Finally, there is merit in searching for noncoding mutations. A landmark discovery in 2013 showed that the promoter of TERT, which encodes the reverse transcriptase subunit of telomerase, can somatically acquire mutations leading to its overexpression in human melanoma (Huang et al., 2013). This finding was important in demonstrating that the noncoding genome itself can acquire driver mutations. Further work confirmed that these TERT promoter mutations recur in other malignancies, meaning similar variants were selected for during the development of multiple neoplasms (Horn et al., 2013; Vinagre et al., 2013). The mutations at the TERT promoter are excellent examples of noncoding driver mutations, as these lesions generate de novo consensus binding sites for ETS family TFs leading to consequential overexpression of TERT, telomere length maintenance through cell divisions, and thus continued cellular survival. Similar mutational hotspots have also been identified in noncoding regions of multiple cancer genomes. Examples include recurrent FOXA1 promoter mutations, a known driver of hormone-receptor positive breast cancer, recurrent mutations in cis-regulatory elements that interact with the ETV1 promoter in colorectal cancer and affect patient survival, and recurrent noncoding mutations in liver cancer (Fujimoto et al., 2016; Orlando et al., 2018; Rheinbay et al., 2017). These studies help to further rationalise the importance in searching for driver mutations in the noncoding genome.

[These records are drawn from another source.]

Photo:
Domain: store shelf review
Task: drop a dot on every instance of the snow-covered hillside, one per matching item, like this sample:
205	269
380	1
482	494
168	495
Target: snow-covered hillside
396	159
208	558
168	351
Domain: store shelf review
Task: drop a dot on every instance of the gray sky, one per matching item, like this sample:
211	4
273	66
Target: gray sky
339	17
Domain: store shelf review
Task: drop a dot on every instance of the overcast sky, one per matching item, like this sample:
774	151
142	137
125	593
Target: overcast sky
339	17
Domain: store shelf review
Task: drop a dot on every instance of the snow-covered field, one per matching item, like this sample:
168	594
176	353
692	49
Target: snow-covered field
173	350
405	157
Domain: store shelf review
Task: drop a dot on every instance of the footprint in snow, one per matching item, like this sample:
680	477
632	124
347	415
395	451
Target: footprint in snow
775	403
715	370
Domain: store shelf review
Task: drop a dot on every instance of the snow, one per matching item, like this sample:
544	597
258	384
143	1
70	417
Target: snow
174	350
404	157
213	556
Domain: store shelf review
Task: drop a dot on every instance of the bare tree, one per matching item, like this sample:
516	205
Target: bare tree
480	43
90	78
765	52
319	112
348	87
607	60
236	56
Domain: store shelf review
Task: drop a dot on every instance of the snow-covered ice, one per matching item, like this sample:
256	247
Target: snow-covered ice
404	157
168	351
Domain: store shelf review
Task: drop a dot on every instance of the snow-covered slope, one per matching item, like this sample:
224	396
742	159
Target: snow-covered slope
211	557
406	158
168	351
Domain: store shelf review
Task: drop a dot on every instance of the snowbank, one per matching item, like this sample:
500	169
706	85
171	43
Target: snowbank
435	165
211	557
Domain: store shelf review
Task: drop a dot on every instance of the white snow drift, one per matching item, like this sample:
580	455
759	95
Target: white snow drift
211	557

Architecture of a classical enhancer-promoter interaction
Many of the noncoding mutations identified thus far in haematological malignancies appear to impinge on the pre-transcriptional regulation of genes. A number of regulatory noncoding elements interact before transcriptional initiation at a gene locus (Fig. 1B). This includes the promoter, which is located <1 kb upstream from the transcriptional start site (TSS; Box 1) of a gene and may include nearby proximal regulatory elements, and distal enhancers (Vernimmen and Bickmore, 2015). Whereas promoters effectively recruit the core transcriptional machinery, such as elongation factors and RNA pol II, it is enhancers that control spatiotemporal gene expression and tissue-specific gene expression programmes, often over vast genomic distances (Schoenfelder and Fraser, 2019). Importantly, enhancers can activate distal promoters independently of location and orientation relative to the target gene. Furthermore, enhancers are enriched with histone marks such as H3K27ac (histone 3 lysine 27 acetylation) and H3K4me1 (histone 3 lysine 4 monomethylation), and are bound by TFs and coactivators (Lambert et al., 2018; Medina-Rivera et al., 2018). Transmission of enhancer activity to RNA pol II at a gene promoter is achieved by the large multimeric protein complex called Mediator (Allen and Taatjes, 2015). Together, interactions with TFs and individual subunits of Mediator allow for stable association of these proteins with RNA pol II and the consequential formation of enhancer-promoter DNA loops. To ensure that the activity of enhancers is contained to specific target gene promoters, these enhancer-promoter loops are often contained within boundary elements, referred to as topologically associating domains (TADs), that are anchored by CCCTC-binding factor (CTCF) dimers and the cohesin (Box 1) complex (Hadjur et al., 2009; Hnisz et al., 2016a).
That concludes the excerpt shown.